Ms. Linney, an actress of unusual economy and seemingly innate grace, does not shy from depicting the thorny aspects of Sarah’s personality: her impatience with views opposing her own, the leftover anger from witnessing her parents’ unhappy marriage, the emotional reserve and the sense of detachment bred in her by her work. But she also reveals the reserves of tender feeling beneath the ample defenses. We sense Sarah’s growing fear that her need to live life on her own terms cannot be reconciled with the path James sees for their future. Ms. Linney’s tough but gently shaded performance honors the character’s seeming contradictions.

Sarah and James have spent much of their lives bearing witness to horrific violence, but Mr.

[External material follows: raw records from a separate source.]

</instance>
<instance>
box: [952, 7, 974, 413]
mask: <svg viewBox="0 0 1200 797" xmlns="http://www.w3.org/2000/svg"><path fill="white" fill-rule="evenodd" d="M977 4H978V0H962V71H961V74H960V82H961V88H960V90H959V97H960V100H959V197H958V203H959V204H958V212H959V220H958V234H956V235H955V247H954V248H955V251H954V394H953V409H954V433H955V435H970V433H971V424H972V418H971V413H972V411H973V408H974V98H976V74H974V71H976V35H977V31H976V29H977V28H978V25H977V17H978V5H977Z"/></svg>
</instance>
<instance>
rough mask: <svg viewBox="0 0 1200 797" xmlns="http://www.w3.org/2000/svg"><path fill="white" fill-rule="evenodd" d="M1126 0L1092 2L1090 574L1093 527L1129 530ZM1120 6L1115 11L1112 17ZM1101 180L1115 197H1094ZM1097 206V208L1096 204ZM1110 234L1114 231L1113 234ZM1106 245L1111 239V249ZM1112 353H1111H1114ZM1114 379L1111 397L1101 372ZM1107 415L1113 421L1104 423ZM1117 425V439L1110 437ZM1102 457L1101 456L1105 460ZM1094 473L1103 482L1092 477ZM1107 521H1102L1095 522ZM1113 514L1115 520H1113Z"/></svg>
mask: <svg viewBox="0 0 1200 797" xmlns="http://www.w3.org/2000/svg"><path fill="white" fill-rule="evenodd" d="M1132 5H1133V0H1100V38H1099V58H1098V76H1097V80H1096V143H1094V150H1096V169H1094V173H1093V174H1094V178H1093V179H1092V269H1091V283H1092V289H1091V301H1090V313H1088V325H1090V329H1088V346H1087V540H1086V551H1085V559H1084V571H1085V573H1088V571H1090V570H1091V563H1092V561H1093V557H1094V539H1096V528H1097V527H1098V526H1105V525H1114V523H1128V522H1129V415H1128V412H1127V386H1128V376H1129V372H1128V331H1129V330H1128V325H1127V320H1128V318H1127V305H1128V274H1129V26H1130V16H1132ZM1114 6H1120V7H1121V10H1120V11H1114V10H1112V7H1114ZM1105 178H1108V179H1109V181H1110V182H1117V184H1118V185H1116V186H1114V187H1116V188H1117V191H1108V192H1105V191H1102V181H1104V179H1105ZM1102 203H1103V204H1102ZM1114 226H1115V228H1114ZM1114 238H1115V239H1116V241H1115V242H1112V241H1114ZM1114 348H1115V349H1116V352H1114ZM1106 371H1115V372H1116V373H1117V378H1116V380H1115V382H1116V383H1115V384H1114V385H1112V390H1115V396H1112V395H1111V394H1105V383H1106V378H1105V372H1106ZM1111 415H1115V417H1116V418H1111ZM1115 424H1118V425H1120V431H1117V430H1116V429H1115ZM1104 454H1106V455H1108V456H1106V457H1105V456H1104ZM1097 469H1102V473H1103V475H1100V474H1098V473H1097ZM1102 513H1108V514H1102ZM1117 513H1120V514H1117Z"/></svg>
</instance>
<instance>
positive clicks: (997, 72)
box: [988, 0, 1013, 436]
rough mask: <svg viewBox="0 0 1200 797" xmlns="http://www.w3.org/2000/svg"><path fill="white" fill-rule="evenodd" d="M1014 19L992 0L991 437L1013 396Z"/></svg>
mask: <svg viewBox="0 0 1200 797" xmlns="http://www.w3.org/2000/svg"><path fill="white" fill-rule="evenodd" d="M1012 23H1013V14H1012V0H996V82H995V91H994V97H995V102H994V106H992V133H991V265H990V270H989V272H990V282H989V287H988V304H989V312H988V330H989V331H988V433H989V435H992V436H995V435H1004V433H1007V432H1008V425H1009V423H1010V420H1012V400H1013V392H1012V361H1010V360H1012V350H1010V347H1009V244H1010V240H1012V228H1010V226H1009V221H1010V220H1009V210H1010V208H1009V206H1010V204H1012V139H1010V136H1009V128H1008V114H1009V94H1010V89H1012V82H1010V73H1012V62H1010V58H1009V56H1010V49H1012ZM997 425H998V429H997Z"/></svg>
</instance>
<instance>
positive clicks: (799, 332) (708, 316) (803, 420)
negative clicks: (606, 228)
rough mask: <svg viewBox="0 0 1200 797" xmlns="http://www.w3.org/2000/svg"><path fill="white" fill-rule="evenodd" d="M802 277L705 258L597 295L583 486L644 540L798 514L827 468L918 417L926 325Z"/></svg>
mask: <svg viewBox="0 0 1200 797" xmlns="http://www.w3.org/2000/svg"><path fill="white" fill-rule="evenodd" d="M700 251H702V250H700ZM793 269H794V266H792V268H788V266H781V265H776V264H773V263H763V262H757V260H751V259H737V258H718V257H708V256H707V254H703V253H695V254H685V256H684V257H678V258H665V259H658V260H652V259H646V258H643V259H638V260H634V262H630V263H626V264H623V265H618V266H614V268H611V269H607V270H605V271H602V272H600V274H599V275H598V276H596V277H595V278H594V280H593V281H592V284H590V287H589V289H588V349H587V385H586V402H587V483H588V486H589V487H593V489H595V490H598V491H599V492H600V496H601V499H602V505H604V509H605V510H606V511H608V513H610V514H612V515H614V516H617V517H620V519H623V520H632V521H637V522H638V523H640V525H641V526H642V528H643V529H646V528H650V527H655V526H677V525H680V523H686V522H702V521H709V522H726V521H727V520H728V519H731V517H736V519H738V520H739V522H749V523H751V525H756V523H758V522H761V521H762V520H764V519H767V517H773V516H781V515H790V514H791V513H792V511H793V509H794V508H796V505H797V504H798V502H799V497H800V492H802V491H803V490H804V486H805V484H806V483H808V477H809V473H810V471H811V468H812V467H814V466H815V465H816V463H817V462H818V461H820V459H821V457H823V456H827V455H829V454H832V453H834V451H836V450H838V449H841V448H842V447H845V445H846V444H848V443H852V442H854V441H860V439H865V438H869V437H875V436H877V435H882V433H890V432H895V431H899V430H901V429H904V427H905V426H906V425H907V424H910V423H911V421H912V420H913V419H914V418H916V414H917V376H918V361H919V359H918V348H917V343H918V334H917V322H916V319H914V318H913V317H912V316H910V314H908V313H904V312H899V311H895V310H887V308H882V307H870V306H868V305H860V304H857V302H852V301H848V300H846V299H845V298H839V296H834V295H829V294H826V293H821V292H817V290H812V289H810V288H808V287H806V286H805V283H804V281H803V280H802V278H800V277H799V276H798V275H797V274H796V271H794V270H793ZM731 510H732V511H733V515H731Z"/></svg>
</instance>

Margulies’s quietly powerful drama illustrates just how much pain and trauma are involved in the everyday business of two people creating a life together, one that accommodates the mistakes of the past, the reality of the present and the changes that the future may bring.

TIME STANDS STILL

By Donald Margulies; directed by Daniel Sullivan; sets by John Lee Beatty; costumes by Rita Ryack; lighting by Peter Kaczorowski; sound by Darron L West; music by Peter Golub; fight director, Thomas Schall. Presented by the Manhattan Theater Club, Lynne Meadow, artistic director; Barry Grove, executive producer; by special arrangement with Nelle Nugent/Wendy Federman. At the Samuel J. Friedman Theater, 261 West 47th Street, Manhattan; (212) 239-6200. Through March 14. Running time: 1 hour 55 minutes.

WITH: Eric Bogosian (Richard Ehrlich), Brian d’Arcy James (James Dodd), Laura Linney(Sarah Goodwin) and Alicia Silverstone (Mandy Bloom).